L’organisation de la sécurité du SI doit alors garantir des contrôles d’accès plus « intelligents ». Ils sont généralement basés sur le rôle de l’utilisateur, le temps d’accès, les désignations de la machine, les types d’appareils, le contrôle du profil d’accès réseau et la géolocalisation. Ils correspondront aux cas d’usage autorisés du BYOD selon les profils utilisateurs.

5. Des règles claires pour le DRM (Digital Rights Management)
Les entreprises courent le risque que les données soient perdues si des périphériques personnels sont partagés, compromis ou volés.

La protection des données peut être garantie par la machine et des serveurs virtuels, mais le périphérique doit également pouvoir fournir un niveau de protection supplémentaire via des procédés de chiffrement du terminal, verrouillage et effacement à distance.

Le DRM (Digital Rights Management) devient une brique essentielle du BYOD et doit permettre une spécification des actions autorisées aux utilisateurs en fonction des données stockées et des usages.

 

5 erreurs à éviter

1. Faire porter la totalité du coût du BYOD sur les employés
Demander aux employés de financer la totalité de leur poste de travail doit absolument être évité.
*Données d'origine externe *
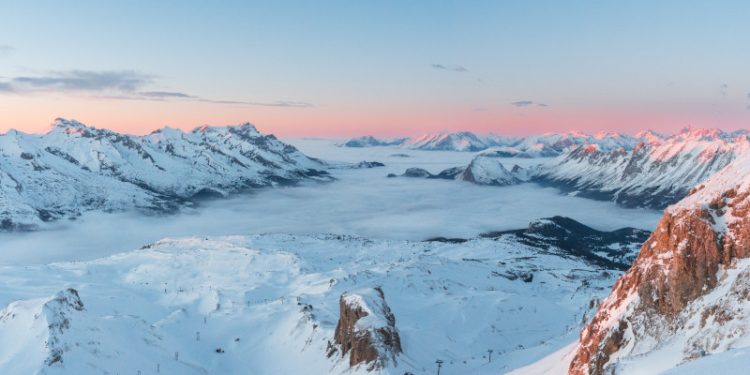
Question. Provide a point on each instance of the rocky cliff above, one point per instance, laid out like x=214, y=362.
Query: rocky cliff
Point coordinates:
x=675, y=302
x=367, y=329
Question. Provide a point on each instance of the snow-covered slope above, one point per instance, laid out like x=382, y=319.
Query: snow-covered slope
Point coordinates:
x=546, y=145
x=74, y=168
x=686, y=296
x=653, y=174
x=270, y=304
x=370, y=141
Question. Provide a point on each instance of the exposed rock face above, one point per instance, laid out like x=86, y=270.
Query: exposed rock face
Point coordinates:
x=367, y=329
x=685, y=259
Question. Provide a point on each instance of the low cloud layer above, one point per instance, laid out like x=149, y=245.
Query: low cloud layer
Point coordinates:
x=115, y=85
x=376, y=207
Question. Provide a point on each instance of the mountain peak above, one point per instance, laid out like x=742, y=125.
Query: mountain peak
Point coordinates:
x=68, y=126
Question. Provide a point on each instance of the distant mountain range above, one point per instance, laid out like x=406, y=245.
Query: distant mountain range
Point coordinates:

Cette posture serait mal accueillie par les collaborateurs de l’entreprise et susciterait un sentiment général de défiance. Des subventions ponctuelles à la mise en place du poste ou terminal doivent être pensées et intégrées dans le modèle économique global de l’environnement de travail.
2. Demander aux employés des justifications de dépenses trop contraignants
Certaines entreprises exigent des rapports de dépenses fastidieux et chronophages pour justifier des dépenses professionnelles et personnelles. Le coût associé au temps passé à faire ce suivi administratif par l’employé doit rester faible par rapport au gain de productivité et au modèle de réduction des coûts porté par la pratique du BYOD. De plus, rajouter une couche administrative supplémentaire est contre-productif dans la souplesse et l’autonomie d’usage qu’est censé promouvoir le BYOD.
3. Ne pas délivrer un support IT & Télécom suffisant
« Ce n’est pas notre matériel, donc ce n’est pas notre problème ». C’est exactement la mauvaise approche. Le maintien en conditions opérationnelles (MCO) des terminaux – et de leurs périphériques – est assuré par les opérateurs et les constructeurs, mais cela ne doit pas pousser les DSI à se désengager du service support sur ce matériel. Le support IT interne doit pouvoir s’articuler efficacement avec les supports opérateurs pour répondre aux besoins des utilisateurs, garantir un niveau de service suffisant et maîtriser le processus de bout en bout. Par exemple, les services support interne pourraient être à même de répondre à des sollicitations liées aux modèles phares des terminaux du marché. L’adaptation des processus de support permet donc de garantir la pérennité de l’offre BYOD et peut être vue comme une opportunité de création de valeur interne.
4. Ne pas enrôler les terminaux personnels dans l’outil MDM de gestion de parc de la DSI, au même titre qu’un terminal professionnel
Une gestion de parc adaptée est nécessaire pour dresser un inventaire précis et à jour sur les terminaux déployés, les paiements effectués et la génération des rapports d’activité. Cette gestion centralisée ne doit pas rester indépendante de la gestion de l’activité RH puisqu’elle est intimement liée au statut de l’employé, à sa mobilité interne et la gestion de son poste de travail.

 

5. Ne pas « monitorer »  la consommation de données par utilisateur
La démarche BYOD peut générer des avantages en termes de coûts pour l’entreprise et il est donc légitime qu’elle surveille les flux de données par terminal. Ce monitoring passe par le suivi de l’activité à distance, la consommation de données et de ressources des terminaux en temps réel. Les problématiques d’intrusion des données personnelles dans l’environnement de travail professionnel sont à surveiller tout particulièrement. Ce suivi, couplé à une segmentation des profils utilisateurs par usage, permettra de fournir un service adapté au besoin tout en maîtrisant les niveaux d’activité.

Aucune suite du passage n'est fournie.